Wenn sie mit der Mutter zusammen gewesen war, war Heike anders als mit Jan. Sie sprach mit einer anderen Stimme, sie sagte andere Sachen und sie lachte anders. Wenn man genau hinsieht, ist Heike auch mit dem Vater anders, mit ihrer Schwester und mit jedem einzelnen ihrer Freunde. Doch am auffälligsten war ihre Verwandlung bei der Mutter, Jan jedenfalls bemerkte sie nur bei ihr. Ihn hatte dieses andere Ich von Heike immer irritiert. Es war ihm unheimlich gewesen. Umgekehrt hatte die Mutter mit dem Jan-Ich von Heike ebenfalls nicht viel anfangen können. Obwohl Jan ihre Mutter gemocht hatte und die Mutter ihn, waren die beiden doch auch immer Gegenspieler gewesen, die versuchten, Heike in ihre Richtung zu ziehen. Heike hatte Jan gegenüber immer ein schlechtes Gewissen gehabt, wenn sie zu sehr in ihr Tochter-Ich gefallen war. Sie war immer schnell in ihr Jan-Ich zurückgekehrt, das zu ihm und ihren gemeinsamen Freunden soviel besser passte. Jetzt würde Heike sehr gern wenigsten hin und wieder in ihr Tochter-Ich zurückschlüpfen, doch sie kann es nicht mehr finden.

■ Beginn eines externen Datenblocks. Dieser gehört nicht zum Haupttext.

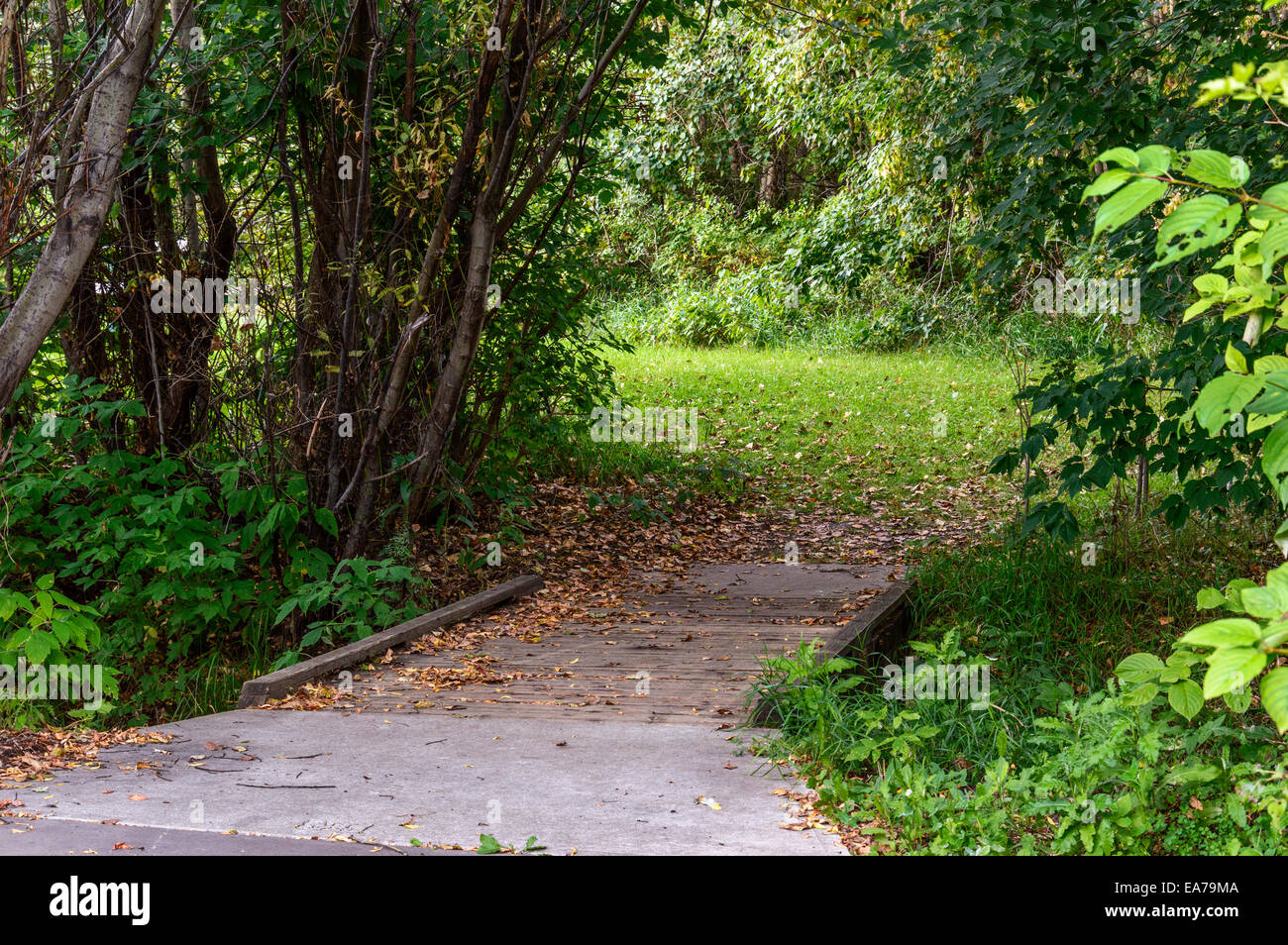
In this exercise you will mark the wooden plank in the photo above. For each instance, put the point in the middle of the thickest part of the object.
(274, 685)
(881, 626)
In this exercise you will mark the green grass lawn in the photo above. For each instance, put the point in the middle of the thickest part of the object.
(835, 429)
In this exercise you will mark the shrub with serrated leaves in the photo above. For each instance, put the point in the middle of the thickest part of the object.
(183, 567)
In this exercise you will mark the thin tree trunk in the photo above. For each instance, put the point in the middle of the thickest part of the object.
(89, 197)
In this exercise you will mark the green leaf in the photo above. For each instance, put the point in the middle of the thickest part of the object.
(1138, 695)
(1232, 667)
(1210, 597)
(1274, 696)
(1229, 631)
(1237, 702)
(1216, 168)
(1196, 226)
(1274, 246)
(1224, 396)
(1138, 667)
(1276, 196)
(1127, 204)
(1154, 158)
(1234, 360)
(1107, 183)
(38, 647)
(1185, 696)
(1124, 158)
(1265, 601)
(1193, 773)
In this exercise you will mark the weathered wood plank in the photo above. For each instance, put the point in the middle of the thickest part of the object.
(274, 685)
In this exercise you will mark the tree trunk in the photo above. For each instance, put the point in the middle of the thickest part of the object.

Das nächstbeste ist, allein zu sein und den Kopf über das Wasser zu bekommen. Heike möchte hinaussteigen aus ihrem Unterwasserleben, und sich und Jan und ihre Leben von außen ansehen. Bis sie wieder weiß, wer sie ist mit der toten Mutter und wer sie sein will. Bis sie die Konturen sieht. Bis sie weiß, ob ihr Leben einfach so weitergehen darf. Bis sie die Königin der Metaebene ist: Eine Frau, die von außen glasklar sieht. Sie überlegt, wie das gehen könnte: Sie könnte zunächst einmal allein für ein Wochenende aufs Land fahren oder am besten gleich für eine ganze Woche. Kurz denkt sie, dass sie in eine eigene Wohnung ziehen sollte, um in aller Ruhe nachdenken zu können, um tatsächlich einmal genug Abstand zu gewinnen, um von außen auf ihr gemeinsames Leben zu sehen.

So denkt Heike jetzt auf dem Sofa. So denkt Heike auch in den nächsten Monaten und Jahren immer mal wieder, und jedes Mal mit aller Kraft.

Dann taucht sie wieder unter und schwimmt mit Jan und Freunden und Kollegen zwischen Stehlampen und Monitoren und Straßenbahnen durch die Stadt.